Il pareggio tra Inter e Napoli lascia tutto invariato nella corsa Scudetto: i nerazzurri rimangono a +4 in classifica. Nell'analisi della Gazzetta dello Sport si legge: "Se c’è una squadra che si è portata sotto la doccia dei rimpianti è l’Inter che, per due volte, si è trovata in vantaggio e quindi a +7 sul Napoli e a +5 sul Milan, e per due volte si è fatta rimontare".

"Sempre la solita sensazione: quando l’avversario è autorevole e risponde colpo su colpo, questa Inter perde la spavalderia che dimostra con le piccole. E soliti anche i vizi che hanno compromesso tante vittorie: erroracci difensivi sui due gol del Napoli (Akanji disastroso) e poca cattiveria offensiva quando, in vantaggio, avrebbe dovuto e potuto chiudere la partita.
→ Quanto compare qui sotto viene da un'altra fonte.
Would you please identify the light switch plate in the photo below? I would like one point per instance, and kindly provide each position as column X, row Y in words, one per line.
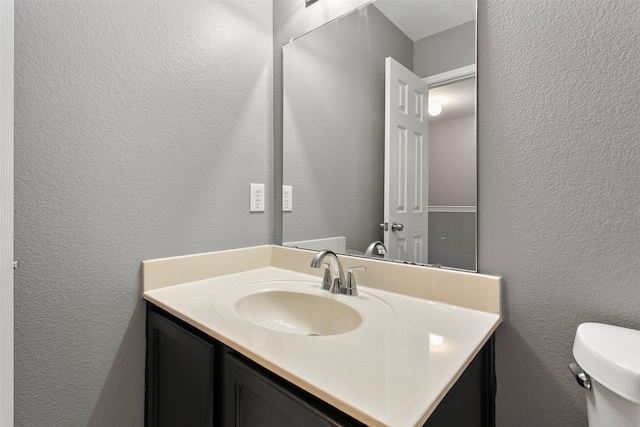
column 257, row 198
column 287, row 198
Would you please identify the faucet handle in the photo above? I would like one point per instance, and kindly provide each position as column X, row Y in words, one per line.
column 326, row 280
column 351, row 288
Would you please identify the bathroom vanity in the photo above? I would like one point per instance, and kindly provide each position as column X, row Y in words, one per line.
column 418, row 351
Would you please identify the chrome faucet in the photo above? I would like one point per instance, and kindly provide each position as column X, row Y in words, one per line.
column 333, row 275
column 378, row 246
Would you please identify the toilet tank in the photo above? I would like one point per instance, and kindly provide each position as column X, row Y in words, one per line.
column 610, row 355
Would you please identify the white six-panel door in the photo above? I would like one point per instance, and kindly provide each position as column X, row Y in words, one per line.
column 406, row 159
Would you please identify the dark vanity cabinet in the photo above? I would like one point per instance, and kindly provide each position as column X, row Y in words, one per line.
column 194, row 380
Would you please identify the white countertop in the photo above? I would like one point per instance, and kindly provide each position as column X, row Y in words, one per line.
column 392, row 372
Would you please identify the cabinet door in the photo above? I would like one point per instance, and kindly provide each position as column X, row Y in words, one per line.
column 180, row 375
column 471, row 401
column 256, row 398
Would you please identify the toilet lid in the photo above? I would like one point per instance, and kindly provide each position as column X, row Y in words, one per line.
column 610, row 355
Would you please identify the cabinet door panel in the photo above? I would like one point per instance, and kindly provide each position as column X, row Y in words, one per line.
column 258, row 401
column 179, row 376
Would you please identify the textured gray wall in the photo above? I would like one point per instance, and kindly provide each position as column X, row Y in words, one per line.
column 452, row 162
column 559, row 188
column 139, row 126
column 446, row 50
column 334, row 127
column 6, row 213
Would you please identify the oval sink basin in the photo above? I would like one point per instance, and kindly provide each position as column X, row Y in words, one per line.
column 298, row 313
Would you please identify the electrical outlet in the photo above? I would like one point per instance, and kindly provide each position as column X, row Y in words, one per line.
column 287, row 198
column 257, row 198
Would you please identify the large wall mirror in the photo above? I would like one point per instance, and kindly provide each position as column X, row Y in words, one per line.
column 379, row 134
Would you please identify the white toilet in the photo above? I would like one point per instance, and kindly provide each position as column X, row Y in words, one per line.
column 610, row 360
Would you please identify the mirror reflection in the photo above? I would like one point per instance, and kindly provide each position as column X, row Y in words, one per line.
column 364, row 180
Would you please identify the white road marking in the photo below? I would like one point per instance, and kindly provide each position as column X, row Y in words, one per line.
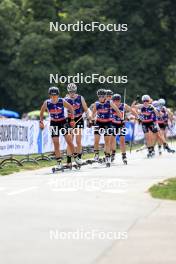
column 23, row 190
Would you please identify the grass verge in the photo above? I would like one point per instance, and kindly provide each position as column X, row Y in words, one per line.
column 164, row 190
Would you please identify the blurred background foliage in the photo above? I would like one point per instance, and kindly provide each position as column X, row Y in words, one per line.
column 29, row 52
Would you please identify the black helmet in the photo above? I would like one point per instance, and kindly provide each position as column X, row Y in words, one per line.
column 53, row 91
column 116, row 97
column 101, row 92
column 109, row 92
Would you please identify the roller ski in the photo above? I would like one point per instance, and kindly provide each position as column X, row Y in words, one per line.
column 107, row 161
column 159, row 150
column 113, row 156
column 65, row 167
column 59, row 166
column 168, row 149
column 96, row 156
column 124, row 158
column 150, row 153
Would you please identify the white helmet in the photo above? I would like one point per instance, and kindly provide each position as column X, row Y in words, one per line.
column 155, row 103
column 162, row 102
column 71, row 87
column 146, row 98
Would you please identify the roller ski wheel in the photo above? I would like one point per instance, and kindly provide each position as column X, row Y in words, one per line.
column 149, row 155
column 107, row 160
column 57, row 169
column 108, row 165
column 125, row 162
column 101, row 160
column 112, row 158
column 68, row 166
column 77, row 167
column 171, row 151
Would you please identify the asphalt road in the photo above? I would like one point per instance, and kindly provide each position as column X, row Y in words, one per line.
column 95, row 215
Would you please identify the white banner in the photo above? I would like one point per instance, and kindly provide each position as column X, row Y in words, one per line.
column 20, row 137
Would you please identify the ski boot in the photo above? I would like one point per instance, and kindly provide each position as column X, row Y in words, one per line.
column 96, row 156
column 69, row 162
column 169, row 150
column 124, row 158
column 150, row 153
column 108, row 160
column 153, row 151
column 113, row 156
column 59, row 166
column 159, row 150
column 77, row 159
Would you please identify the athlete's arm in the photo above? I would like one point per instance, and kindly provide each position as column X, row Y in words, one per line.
column 42, row 110
column 170, row 114
column 85, row 108
column 94, row 111
column 132, row 110
column 69, row 107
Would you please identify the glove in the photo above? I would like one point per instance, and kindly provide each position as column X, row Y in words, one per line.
column 72, row 123
column 137, row 98
column 139, row 119
column 41, row 124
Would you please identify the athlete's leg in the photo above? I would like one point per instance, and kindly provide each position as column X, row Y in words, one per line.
column 56, row 147
column 79, row 141
column 122, row 144
column 107, row 147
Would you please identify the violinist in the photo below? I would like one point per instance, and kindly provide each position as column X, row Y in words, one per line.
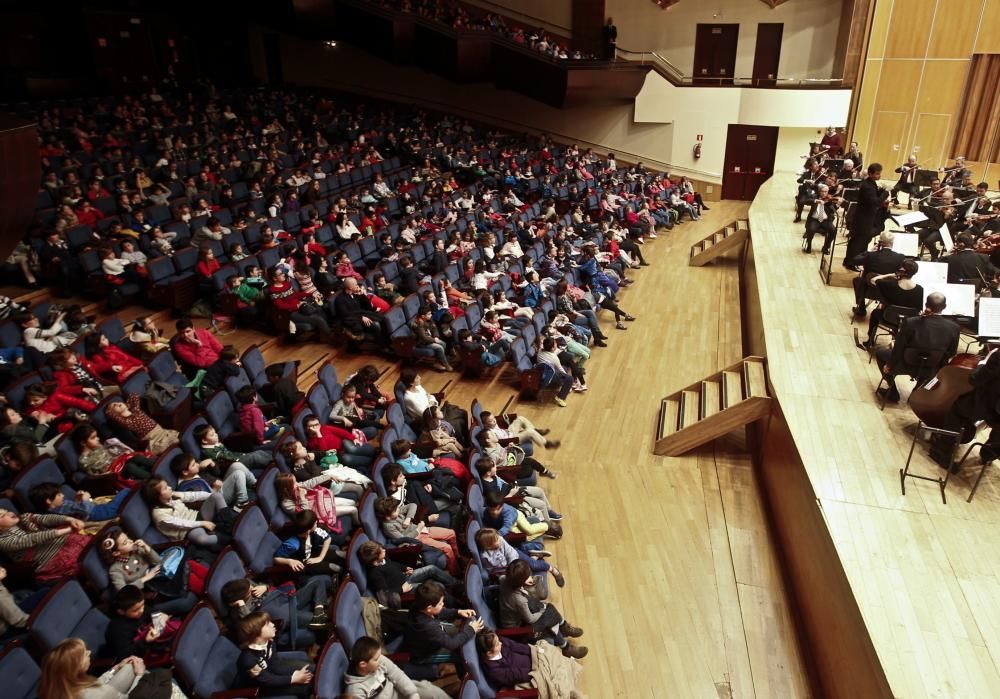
column 907, row 180
column 822, row 218
column 955, row 175
column 928, row 332
column 871, row 200
column 967, row 265
column 894, row 289
column 807, row 187
column 982, row 403
column 848, row 171
column 855, row 155
column 881, row 261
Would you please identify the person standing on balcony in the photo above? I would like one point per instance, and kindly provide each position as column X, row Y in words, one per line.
column 610, row 39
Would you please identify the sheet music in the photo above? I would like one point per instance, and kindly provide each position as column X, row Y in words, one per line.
column 961, row 298
column 906, row 243
column 989, row 317
column 929, row 273
column 946, row 237
column 909, row 218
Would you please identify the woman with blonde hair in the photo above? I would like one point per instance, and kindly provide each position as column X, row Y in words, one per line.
column 64, row 674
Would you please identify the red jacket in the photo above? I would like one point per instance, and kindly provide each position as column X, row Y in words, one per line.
column 59, row 402
column 100, row 364
column 201, row 356
column 332, row 438
column 285, row 298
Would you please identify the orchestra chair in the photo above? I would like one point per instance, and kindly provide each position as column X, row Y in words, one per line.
column 892, row 319
column 982, row 470
column 924, row 365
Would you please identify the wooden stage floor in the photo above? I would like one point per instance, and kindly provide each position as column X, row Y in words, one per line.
column 923, row 573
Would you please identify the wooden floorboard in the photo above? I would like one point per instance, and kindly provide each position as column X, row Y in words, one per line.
column 924, row 574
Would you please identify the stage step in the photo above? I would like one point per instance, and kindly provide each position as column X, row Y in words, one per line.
column 716, row 405
column 732, row 237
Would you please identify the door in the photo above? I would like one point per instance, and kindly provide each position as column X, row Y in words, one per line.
column 715, row 53
column 887, row 139
column 767, row 54
column 749, row 160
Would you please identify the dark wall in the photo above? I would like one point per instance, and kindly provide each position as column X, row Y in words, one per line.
column 19, row 178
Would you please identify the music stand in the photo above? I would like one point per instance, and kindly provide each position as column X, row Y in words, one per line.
column 925, row 177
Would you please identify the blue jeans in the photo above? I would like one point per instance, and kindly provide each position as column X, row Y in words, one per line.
column 109, row 510
column 433, row 350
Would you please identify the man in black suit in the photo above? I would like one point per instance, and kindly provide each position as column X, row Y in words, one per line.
column 965, row 264
column 930, row 332
column 907, row 180
column 982, row 403
column 357, row 315
column 883, row 260
column 870, row 200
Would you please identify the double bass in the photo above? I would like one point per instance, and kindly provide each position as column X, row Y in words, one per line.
column 932, row 401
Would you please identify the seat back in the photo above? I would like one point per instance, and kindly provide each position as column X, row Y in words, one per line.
column 137, row 520
column 267, row 498
column 355, row 566
column 204, row 659
column 253, row 539
column 227, row 566
column 67, row 612
column 45, row 470
column 330, row 670
column 20, row 673
column 348, row 622
column 477, row 677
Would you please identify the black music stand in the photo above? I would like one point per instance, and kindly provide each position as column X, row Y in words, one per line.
column 904, row 472
column 925, row 177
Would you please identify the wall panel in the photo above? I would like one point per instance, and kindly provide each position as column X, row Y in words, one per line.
column 930, row 137
column 908, row 26
column 954, row 32
column 928, row 47
column 988, row 40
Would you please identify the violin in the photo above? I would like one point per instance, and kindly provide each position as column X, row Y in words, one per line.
column 932, row 401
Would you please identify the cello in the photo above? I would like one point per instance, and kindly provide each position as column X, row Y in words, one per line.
column 932, row 401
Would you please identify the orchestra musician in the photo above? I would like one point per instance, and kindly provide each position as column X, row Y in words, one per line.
column 871, row 199
column 855, row 155
column 930, row 331
column 982, row 403
column 907, row 180
column 873, row 263
column 894, row 289
column 822, row 217
column 831, row 140
column 807, row 187
column 848, row 171
column 956, row 174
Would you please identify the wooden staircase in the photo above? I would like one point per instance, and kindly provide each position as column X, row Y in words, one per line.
column 732, row 237
column 713, row 407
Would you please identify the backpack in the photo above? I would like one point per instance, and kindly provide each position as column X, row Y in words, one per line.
column 158, row 395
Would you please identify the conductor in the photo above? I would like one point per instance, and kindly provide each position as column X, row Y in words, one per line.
column 871, row 199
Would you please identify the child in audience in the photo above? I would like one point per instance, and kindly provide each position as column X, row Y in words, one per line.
column 519, row 606
column 397, row 523
column 372, row 675
column 175, row 520
column 201, row 476
column 243, row 597
column 496, row 554
column 308, row 550
column 259, row 665
column 252, row 419
column 388, row 580
column 49, row 498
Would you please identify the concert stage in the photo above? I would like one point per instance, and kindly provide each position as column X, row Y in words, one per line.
column 898, row 595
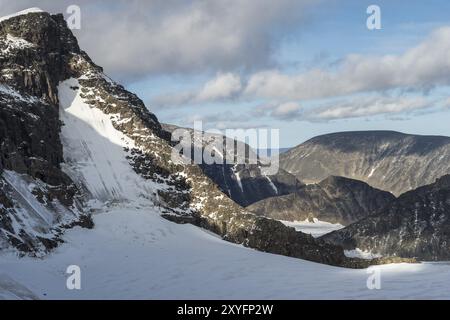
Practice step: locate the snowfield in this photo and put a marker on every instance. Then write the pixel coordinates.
(133, 253)
(316, 228)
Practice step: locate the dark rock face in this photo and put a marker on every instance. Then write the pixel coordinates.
(335, 199)
(244, 183)
(38, 52)
(34, 55)
(416, 225)
(386, 160)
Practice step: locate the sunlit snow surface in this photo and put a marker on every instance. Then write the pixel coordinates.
(133, 253)
(316, 229)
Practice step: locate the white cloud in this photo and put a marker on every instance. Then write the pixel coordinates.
(368, 106)
(224, 86)
(286, 110)
(137, 38)
(422, 67)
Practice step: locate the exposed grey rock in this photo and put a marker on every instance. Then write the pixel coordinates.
(31, 74)
(386, 160)
(416, 225)
(335, 199)
(243, 182)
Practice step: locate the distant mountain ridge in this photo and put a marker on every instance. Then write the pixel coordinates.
(335, 199)
(416, 225)
(243, 183)
(387, 160)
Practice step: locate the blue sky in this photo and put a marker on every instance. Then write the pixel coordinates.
(305, 67)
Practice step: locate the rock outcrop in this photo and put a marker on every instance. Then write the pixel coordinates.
(416, 225)
(335, 199)
(386, 160)
(244, 183)
(39, 54)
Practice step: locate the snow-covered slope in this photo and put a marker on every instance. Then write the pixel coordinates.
(94, 151)
(135, 254)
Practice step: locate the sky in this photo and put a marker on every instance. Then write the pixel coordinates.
(305, 67)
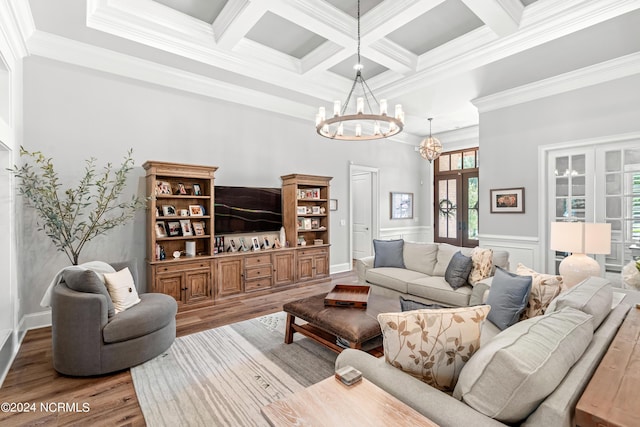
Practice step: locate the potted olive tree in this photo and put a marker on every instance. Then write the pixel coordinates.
(73, 216)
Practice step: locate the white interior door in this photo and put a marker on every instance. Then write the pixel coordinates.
(362, 214)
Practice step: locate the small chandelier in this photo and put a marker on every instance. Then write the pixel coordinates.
(430, 147)
(366, 125)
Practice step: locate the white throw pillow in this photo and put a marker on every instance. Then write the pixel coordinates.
(122, 289)
(511, 374)
(432, 344)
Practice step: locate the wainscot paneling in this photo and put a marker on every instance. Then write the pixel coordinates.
(525, 250)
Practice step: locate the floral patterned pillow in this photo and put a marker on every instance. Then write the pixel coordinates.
(432, 344)
(482, 259)
(544, 288)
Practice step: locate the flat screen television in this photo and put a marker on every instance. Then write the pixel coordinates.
(247, 209)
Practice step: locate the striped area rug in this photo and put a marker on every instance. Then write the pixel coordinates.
(223, 376)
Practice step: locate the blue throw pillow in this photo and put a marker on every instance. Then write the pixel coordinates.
(508, 297)
(458, 270)
(389, 253)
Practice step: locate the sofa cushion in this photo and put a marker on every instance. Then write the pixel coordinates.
(154, 312)
(420, 257)
(458, 270)
(437, 289)
(409, 305)
(482, 259)
(81, 280)
(388, 253)
(508, 297)
(593, 296)
(515, 371)
(432, 345)
(445, 253)
(544, 288)
(392, 278)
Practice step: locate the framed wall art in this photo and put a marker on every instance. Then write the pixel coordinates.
(401, 205)
(507, 200)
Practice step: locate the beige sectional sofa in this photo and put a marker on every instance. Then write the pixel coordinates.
(541, 364)
(422, 279)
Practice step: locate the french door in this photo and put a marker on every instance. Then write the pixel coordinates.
(456, 202)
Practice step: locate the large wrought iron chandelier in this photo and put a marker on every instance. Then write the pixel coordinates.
(363, 124)
(430, 147)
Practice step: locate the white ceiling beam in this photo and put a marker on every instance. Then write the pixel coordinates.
(318, 17)
(235, 20)
(324, 57)
(502, 16)
(391, 55)
(388, 16)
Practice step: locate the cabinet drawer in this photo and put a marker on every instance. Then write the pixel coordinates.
(253, 261)
(261, 271)
(254, 285)
(313, 252)
(173, 268)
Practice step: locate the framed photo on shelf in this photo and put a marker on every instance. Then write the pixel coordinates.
(507, 200)
(255, 243)
(168, 210)
(174, 228)
(163, 187)
(198, 228)
(195, 210)
(182, 189)
(401, 205)
(161, 230)
(185, 226)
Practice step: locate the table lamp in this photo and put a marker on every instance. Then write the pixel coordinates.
(580, 239)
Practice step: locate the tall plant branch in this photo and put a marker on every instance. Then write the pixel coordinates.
(86, 211)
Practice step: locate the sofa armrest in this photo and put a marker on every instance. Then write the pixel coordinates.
(436, 405)
(362, 265)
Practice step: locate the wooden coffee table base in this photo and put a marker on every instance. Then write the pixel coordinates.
(318, 335)
(331, 403)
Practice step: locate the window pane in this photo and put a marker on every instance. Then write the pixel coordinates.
(612, 160)
(456, 161)
(469, 160)
(443, 163)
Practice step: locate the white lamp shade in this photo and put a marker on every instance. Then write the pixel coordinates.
(597, 239)
(580, 237)
(566, 237)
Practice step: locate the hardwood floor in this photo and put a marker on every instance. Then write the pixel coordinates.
(111, 399)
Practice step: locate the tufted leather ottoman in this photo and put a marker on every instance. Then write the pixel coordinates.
(324, 324)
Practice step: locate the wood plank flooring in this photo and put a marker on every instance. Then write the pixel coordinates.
(111, 399)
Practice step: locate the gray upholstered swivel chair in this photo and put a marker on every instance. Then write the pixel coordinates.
(86, 341)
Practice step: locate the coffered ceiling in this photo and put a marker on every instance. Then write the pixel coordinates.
(291, 56)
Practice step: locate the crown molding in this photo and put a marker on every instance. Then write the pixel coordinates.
(72, 52)
(588, 76)
(16, 24)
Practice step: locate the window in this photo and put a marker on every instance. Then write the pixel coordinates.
(456, 202)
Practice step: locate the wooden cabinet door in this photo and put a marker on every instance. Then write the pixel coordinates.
(170, 284)
(198, 286)
(321, 264)
(228, 277)
(283, 266)
(305, 267)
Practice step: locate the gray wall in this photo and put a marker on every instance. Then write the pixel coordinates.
(72, 113)
(510, 139)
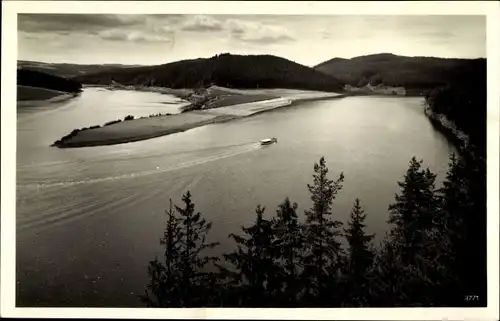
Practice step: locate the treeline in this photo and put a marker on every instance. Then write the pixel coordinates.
(463, 101)
(287, 261)
(42, 80)
(233, 71)
(66, 70)
(420, 73)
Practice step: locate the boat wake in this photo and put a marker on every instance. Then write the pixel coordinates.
(155, 171)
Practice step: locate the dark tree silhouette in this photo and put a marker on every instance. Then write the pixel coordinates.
(414, 210)
(289, 241)
(253, 275)
(324, 252)
(360, 256)
(180, 281)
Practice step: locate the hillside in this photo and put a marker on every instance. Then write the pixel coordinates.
(66, 70)
(232, 71)
(396, 71)
(31, 78)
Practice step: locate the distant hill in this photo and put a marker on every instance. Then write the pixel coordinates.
(393, 70)
(37, 79)
(66, 70)
(232, 71)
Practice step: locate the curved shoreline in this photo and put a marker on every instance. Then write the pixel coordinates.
(147, 128)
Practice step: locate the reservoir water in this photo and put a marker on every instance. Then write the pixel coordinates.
(89, 220)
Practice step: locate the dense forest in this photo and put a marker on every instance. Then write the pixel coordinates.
(67, 70)
(226, 70)
(392, 70)
(433, 256)
(42, 80)
(287, 261)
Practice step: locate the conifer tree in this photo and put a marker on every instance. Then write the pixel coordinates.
(181, 281)
(289, 242)
(414, 210)
(324, 256)
(253, 272)
(360, 249)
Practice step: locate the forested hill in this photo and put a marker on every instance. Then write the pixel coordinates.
(393, 70)
(39, 79)
(67, 70)
(233, 71)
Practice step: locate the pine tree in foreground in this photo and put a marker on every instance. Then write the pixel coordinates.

Un Lautaro minore. Affannati e poco lucidi anche Barella e Calhanoglu, uscito per infortunio, generando preoccupazione".

"È un pareggio che Conte può leggere a buon diritto come una vittoria, perché era in emergenza nera, come hanno dimostrato le due sole sostituzioni. Mancavano Neres e una vagonata di titolari. Non il cuore: il Napoli ha rincorso e rimontato due volte".